Agora, a atenção está voltada para a vacina contra a gripe, doença mundial, que ocorre nas estações do outono e inverno e pode levar a complicações pulmonares, como pneumonia e até óbito, principalmente em crianças e idosos. “Vacinar-se contra a influenza evita as formas graves da gripe e contribui no diagnóstico diferencial da Covid-19, já que os sintomas das duas doenças são semelhantes”, explica Dra. Lorena.

Antivacinismo e fake news

Com maior adesão nos Estados Unidos e alguns países da Europa, o movimento anti-vacinas ganhou muitos adeptos nos últimos anos no Brasil. Considerado um retrocesso pelos especialistas, o movimento representa uma preocupação a mais em relação à possibilidade do retorno de algumas doenças infecciosas que estão sob controle há anos. Aliado a outros fatores, podem ocorrer surtos de doenças como sarampo, caxumba e varicela.
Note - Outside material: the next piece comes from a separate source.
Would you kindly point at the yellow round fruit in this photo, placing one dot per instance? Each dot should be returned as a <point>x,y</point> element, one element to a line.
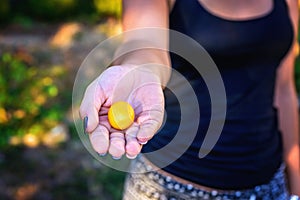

Muito além das questões incoerentes baseadas em fake news sobre os imunizantes disponíveis em território nacional, a população ainda tem dúvidas importantes sobre contraindicações e interações medicamentosas em casos de comorbidades, por exemplo. Para evitar a queda dos números de vacinação, especialistas recomendam o estímulo por parte das autoridades, e também desmistificação das campanhas feitas contra a imunização.

Vacinas x alergia

Algumas vacinas possuem componentes que são comuns no desencadeamento de alergias, como ovo e leite. Porém, a especialista da Asbai explica que os benefícios da vacinação superam chances de reações graves. “Já existem protocolos para a vacinação segura. Vacinas como tríplice viral e influenza já são liberadas sem restrições, com raras exceções para casos de extrema sensibilidade a ovo e ao leite”, explica Dra Lorena.

Nestes casos, pode haver a indicação de vacinação fracionada ou escalonada. “Para estes pacientes com extrema sensibilidade a ovo e ao leite, é indicado que a vacinação seja feita sob supervisão em serviço de saúde por uma hora após receber a vacina”, explica a médica.

Dra. Lorena explica que as vacinas são seguras na maioria dos pacientes e eficazes em prevenir doenças infecciosas em todas as faixas etárias, da infância ao idoso. Pessoas com dúvidas ou que estejam em alguma condição especial, como imunossupressão – tratamento que diminui a imunidade – ou que sabem ser alérgicas a algum componente da vacina podem procurar o auxílio de um médico para serem vacinadas com segurança.

Na dúvida, sempre busque informação em um serviço de saúde, em especial com o médico. O importante é não deixar de se vacinar. É preciso orientar a população do benefício da vacinação, que supera os riscos de reações adversas”, alerta a especialista.